On the other side of the spectrum is Weak Net Neutrality (WNN). This is the idea that an ISP should be able to charge a company access to their network. This puts the burden back on the company that is responsible for the additional load of traffic. This would alleviate bottlenecks and make for a better Internet experience. ISPs believe it is fair that the companies that are doing most of the Internet traffic should be responsible for some of the additional costs as well.
Meeting in the Middle
Both sides seem to have their points and make sense. But one of the issues that complicates the discussion is that ISPs sell you, the customer, a particular service based on a particular download speed. For example, a provider may promise you 90 mbps download speed. You’d expect that since they are collecting your money every month that you should get this download speed when you want it. However, what they don’t say is that although they sell you on that amount, they don’t actually expect everyone will need 90 mbps at the same time.

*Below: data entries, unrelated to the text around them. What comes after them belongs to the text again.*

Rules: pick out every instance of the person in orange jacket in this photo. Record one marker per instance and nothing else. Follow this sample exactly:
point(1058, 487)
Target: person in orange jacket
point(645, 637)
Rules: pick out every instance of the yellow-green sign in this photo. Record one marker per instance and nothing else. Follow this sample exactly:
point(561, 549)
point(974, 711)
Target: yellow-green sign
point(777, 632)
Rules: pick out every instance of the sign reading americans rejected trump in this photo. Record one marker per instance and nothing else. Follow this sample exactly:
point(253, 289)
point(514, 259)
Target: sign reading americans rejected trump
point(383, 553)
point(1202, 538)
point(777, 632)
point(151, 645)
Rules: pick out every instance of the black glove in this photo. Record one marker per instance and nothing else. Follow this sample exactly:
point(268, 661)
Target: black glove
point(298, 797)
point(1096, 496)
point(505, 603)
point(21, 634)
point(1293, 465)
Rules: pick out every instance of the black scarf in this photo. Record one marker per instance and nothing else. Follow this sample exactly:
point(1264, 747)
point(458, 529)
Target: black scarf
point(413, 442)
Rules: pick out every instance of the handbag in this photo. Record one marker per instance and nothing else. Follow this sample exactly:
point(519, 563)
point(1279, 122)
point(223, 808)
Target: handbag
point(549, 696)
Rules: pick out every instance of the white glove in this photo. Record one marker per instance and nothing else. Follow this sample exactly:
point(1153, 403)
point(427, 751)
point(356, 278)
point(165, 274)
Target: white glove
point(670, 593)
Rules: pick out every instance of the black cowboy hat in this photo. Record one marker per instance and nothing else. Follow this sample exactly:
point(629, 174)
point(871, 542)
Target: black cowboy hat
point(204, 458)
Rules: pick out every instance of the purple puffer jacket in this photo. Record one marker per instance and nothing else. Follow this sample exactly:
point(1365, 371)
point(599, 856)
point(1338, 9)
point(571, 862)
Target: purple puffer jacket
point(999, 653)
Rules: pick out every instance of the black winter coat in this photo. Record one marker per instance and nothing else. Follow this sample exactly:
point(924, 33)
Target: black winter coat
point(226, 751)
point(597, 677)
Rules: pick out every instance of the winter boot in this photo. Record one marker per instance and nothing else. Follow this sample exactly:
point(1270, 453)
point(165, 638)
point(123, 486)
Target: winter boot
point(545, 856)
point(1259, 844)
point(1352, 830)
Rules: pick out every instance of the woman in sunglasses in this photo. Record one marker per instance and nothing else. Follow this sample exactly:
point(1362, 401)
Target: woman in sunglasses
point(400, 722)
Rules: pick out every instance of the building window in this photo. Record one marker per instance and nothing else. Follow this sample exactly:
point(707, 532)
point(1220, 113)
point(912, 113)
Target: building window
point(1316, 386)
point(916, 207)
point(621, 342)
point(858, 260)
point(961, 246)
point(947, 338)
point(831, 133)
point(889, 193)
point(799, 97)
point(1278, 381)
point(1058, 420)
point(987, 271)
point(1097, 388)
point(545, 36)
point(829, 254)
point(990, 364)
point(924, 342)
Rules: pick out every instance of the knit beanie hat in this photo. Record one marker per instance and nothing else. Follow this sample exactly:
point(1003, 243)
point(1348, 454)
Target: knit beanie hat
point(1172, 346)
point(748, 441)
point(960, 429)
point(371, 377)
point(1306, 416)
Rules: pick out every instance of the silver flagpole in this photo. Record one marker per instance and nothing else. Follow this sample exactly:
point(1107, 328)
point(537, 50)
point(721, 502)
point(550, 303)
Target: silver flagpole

In reality, the total usage at any given time, and all that they might be prepared for, is actually closer to 5 to 15 mbps per household. So, when Netflix comes out with a new release and the Internet traffic skyrockets and everyone is trying to get through the same “pipes,” then the provider has a capacity problem. Again, no one is actually hitting the 90 mbps. Essentially, the ISP is overpromising and under delivering.
As always, maybe the best solution is somewhere in the middle and not on the ends of the spectrum. One possible solution is that ISP could get rid of the fancy gimmicks and charge the customer for what they actually use. If I want to consume more YouTube videos and HD video on Netflix, then I’ll be happy to pay for it.